Entries whose name starts with a dot (.git, .env, etc.) are excluded.

Sorting¶

entries = pyfs_watcher.walk_collect("/data", sort=True)

When sort=True, entries within each directory are sorted by path. This makes output deterministic but adds overhead.

Symlinks¶

entries = pyfs_watcher.walk_collect("/data", follow_symlinks=True)

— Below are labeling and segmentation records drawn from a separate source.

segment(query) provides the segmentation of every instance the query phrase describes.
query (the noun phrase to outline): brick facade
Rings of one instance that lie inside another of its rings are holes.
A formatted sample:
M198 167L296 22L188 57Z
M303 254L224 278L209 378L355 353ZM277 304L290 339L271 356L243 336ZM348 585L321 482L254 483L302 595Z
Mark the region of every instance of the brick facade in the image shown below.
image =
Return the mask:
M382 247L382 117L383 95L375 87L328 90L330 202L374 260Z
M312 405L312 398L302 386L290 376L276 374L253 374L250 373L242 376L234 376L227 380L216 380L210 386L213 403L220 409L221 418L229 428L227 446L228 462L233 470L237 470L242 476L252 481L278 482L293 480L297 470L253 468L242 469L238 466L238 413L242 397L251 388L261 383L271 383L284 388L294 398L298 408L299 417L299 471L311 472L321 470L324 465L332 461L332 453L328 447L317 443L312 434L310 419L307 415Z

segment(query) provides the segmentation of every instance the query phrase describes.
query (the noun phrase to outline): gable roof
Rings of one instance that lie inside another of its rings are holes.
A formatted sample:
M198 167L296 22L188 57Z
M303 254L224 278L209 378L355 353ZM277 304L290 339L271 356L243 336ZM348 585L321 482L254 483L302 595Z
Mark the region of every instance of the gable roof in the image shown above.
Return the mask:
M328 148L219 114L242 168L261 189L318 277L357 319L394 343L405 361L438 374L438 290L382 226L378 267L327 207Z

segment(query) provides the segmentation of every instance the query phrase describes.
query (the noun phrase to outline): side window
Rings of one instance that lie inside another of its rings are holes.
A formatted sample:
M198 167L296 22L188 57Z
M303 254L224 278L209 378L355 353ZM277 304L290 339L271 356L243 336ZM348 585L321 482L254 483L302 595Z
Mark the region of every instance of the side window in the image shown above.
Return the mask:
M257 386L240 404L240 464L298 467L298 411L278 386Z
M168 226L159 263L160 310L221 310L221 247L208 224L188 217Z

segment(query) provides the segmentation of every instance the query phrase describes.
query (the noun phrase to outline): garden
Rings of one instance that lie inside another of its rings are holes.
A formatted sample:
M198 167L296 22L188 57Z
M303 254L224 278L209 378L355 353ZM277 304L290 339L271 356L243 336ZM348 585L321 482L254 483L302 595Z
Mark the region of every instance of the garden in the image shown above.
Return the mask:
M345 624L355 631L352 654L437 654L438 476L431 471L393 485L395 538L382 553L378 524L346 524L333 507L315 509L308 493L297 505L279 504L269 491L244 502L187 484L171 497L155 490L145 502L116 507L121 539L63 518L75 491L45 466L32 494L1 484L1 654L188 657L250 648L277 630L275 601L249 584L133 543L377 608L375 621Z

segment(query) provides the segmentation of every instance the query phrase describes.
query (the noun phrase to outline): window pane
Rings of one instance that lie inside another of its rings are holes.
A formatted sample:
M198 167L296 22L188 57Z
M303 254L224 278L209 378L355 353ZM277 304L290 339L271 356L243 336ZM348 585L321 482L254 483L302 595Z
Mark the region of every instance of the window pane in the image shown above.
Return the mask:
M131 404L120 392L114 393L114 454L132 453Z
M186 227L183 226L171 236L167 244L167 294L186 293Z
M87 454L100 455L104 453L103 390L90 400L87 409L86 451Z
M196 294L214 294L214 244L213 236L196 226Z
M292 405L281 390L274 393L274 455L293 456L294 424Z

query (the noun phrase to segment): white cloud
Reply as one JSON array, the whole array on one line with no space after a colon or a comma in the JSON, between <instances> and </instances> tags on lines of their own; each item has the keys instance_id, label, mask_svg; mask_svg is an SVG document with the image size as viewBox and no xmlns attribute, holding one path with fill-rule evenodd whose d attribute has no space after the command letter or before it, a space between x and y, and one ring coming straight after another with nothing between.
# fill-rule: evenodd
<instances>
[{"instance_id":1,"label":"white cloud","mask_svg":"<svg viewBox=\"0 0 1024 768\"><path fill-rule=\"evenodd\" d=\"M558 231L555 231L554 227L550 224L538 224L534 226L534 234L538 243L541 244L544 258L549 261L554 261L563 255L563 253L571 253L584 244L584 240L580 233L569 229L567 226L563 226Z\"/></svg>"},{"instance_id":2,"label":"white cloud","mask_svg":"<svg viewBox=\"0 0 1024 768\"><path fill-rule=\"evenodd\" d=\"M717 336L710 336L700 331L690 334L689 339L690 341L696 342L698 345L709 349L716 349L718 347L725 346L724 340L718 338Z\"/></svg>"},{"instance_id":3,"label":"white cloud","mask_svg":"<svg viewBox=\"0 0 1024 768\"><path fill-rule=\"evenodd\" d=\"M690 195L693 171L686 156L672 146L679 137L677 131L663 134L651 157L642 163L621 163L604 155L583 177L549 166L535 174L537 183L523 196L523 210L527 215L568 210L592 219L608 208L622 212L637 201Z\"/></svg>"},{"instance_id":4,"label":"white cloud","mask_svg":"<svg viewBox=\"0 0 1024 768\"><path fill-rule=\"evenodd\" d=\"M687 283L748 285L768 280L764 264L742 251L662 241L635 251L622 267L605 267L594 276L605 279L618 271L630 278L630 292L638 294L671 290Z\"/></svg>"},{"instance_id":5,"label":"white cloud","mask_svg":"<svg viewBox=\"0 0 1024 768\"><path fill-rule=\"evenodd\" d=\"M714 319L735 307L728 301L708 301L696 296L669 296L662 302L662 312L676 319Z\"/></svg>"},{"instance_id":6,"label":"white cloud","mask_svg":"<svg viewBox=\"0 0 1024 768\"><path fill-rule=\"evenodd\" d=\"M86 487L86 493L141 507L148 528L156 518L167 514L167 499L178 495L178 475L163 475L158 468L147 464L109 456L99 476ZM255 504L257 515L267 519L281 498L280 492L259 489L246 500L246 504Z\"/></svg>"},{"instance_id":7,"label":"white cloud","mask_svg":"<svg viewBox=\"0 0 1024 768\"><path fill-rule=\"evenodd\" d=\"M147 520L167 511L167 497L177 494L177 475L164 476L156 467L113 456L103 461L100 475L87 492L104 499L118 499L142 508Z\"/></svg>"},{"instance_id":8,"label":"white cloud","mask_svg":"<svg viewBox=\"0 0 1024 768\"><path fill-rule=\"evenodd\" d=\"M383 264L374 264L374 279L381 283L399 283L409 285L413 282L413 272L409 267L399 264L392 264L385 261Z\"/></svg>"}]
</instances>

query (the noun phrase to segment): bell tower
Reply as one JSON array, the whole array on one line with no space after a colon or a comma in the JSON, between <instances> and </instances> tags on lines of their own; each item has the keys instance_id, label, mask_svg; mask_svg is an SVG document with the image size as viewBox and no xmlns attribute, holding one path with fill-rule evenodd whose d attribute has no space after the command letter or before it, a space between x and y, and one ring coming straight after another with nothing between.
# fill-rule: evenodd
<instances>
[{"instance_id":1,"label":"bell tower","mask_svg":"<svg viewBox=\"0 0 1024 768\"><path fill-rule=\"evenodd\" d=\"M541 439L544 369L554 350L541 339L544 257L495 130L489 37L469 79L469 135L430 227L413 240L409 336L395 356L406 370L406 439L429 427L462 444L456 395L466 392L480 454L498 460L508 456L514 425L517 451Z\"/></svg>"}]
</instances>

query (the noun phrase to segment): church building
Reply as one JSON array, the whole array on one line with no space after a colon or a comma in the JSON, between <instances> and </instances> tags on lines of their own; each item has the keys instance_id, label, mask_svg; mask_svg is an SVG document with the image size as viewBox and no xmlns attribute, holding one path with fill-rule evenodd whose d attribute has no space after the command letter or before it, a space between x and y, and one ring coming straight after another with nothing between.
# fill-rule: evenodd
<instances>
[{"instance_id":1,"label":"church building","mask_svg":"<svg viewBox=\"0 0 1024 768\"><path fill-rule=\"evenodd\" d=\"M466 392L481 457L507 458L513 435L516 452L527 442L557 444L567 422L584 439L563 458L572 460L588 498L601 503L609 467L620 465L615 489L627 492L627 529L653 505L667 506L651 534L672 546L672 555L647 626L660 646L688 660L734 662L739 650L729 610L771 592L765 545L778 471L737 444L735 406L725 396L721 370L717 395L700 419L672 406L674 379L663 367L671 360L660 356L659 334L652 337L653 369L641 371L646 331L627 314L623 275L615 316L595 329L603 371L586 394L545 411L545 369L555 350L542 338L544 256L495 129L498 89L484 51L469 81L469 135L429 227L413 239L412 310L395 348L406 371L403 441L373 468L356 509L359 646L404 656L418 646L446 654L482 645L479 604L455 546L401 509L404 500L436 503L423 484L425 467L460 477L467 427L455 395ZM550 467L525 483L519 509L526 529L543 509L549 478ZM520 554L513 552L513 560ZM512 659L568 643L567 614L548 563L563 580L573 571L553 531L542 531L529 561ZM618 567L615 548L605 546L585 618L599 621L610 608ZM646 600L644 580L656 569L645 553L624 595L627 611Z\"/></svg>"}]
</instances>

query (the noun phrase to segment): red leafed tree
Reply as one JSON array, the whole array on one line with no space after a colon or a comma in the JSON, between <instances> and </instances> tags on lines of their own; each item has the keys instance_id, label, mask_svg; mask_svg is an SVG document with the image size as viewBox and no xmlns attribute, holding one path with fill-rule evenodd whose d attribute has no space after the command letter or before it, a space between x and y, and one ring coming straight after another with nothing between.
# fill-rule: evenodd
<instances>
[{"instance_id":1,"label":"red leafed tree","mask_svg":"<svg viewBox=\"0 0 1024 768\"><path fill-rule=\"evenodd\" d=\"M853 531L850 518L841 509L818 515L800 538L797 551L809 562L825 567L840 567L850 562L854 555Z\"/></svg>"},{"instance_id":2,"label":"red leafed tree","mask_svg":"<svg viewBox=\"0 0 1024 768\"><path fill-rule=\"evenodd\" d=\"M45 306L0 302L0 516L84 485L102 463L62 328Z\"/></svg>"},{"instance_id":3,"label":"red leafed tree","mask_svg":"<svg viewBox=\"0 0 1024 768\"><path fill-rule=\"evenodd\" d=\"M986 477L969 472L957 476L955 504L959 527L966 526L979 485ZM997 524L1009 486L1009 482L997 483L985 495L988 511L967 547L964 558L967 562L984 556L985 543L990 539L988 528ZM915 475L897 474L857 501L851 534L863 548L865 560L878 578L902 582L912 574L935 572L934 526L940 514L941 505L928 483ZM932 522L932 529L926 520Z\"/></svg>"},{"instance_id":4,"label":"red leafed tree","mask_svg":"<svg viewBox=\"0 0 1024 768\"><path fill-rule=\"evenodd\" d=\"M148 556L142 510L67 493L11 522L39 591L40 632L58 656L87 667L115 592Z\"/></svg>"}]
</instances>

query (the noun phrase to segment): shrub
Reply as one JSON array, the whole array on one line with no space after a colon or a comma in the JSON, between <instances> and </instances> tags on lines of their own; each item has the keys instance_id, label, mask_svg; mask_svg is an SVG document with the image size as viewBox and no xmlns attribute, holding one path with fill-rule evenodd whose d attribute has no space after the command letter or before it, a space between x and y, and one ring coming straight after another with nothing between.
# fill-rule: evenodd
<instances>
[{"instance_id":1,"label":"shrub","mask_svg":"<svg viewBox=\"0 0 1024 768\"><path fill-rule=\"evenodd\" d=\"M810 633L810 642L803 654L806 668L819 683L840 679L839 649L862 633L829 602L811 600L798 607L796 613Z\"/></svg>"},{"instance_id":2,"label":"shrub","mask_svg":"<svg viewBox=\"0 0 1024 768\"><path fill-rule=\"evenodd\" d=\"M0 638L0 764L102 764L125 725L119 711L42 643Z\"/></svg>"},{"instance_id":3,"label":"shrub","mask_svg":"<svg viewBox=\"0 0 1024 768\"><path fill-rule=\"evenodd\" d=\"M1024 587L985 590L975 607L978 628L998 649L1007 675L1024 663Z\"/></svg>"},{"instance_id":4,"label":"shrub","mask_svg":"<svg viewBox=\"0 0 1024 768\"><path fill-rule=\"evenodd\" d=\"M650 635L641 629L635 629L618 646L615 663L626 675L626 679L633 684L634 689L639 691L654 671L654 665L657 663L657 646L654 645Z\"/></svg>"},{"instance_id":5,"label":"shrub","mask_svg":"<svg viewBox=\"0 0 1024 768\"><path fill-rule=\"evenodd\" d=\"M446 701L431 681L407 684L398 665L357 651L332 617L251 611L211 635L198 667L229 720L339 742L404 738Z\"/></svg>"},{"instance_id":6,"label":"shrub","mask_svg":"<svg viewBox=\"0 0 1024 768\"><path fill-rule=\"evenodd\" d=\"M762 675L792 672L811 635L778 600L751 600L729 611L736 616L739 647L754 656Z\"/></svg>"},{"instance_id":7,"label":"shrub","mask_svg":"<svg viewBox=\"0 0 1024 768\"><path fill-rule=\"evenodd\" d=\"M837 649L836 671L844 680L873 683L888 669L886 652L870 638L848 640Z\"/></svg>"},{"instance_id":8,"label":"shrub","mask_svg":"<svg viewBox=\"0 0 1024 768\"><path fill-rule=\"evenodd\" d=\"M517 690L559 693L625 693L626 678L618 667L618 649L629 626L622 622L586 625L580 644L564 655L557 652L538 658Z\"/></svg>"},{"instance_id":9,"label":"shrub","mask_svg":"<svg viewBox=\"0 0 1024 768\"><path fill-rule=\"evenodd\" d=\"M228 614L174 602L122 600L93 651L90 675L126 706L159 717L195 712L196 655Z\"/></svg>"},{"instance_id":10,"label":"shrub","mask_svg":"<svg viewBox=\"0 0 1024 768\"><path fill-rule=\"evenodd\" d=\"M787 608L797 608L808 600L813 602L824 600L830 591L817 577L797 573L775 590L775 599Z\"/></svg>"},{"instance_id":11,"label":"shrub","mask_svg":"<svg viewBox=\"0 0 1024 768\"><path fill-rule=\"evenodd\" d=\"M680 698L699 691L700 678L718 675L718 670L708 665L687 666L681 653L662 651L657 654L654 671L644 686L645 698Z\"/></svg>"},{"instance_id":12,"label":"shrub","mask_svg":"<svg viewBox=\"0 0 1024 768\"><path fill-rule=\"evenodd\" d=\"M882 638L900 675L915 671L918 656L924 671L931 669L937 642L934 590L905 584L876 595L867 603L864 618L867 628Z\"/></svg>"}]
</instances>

By default, symlinks are not followed to avoid infinite loops.

WalkEntry Properties¶

Each entry provides:

Property	Type	Description
`path`	`str`	Absolute path
`is_file`	`bool`	Regular file?
`is_dir`	`bool`	Directory?
`is_symlink`	`bool`	Symbolic link?
`depth`	`int`	Depth relative to root (children = 1)
`file_size`	`int`	Size in bytes (0 for directories)

Comparison with os.walk¶

# os.walk — single-threaded, yields (dirpath, dirnames, filenames)
import os
for root, dirs, files in os.walk("/data"):
    for f in files:
        print(os.path.join(root, f))

# pyfs_watcher.walk — parallel, yields WalkEntry with metadata
import pyfs_watcher
for entry in pyfs_watcher.walk("/data", file_type="file"):
    print(entry.path, entry.file_size)

Key differences:

Speed: pyfs-watcher uses parallel I/O across multiple threads, which is significantly faster on SSDs and network filesystems.
Metadata: WalkEntry includes file_size, is_symlink, and depth without extra os.stat() calls.
Filtering: Built-in glob, depth, type, and hidden-file filtering happens in Rust before crossing the Python boundary.

Error Handling¶

try:
    entries = pyfs_watcher.walk_collect("/nonexistent")
except pyfs_watcher.WalkError as e:
    print(f"Walk failed: {e}")

Individual unreadable subdirectories are silently skipped rather than raising exceptions. Only root-level errors raise WalkError.

Performance Tips¶

Use walk_collect() when you need all results — it avoids per-entry GIL acquisition.
Use file_type and glob_pattern to filter in Rust rather than in Python.
Avoid sort=True unless you need deterministic ordering.
Set max_depth when you only need shallow results.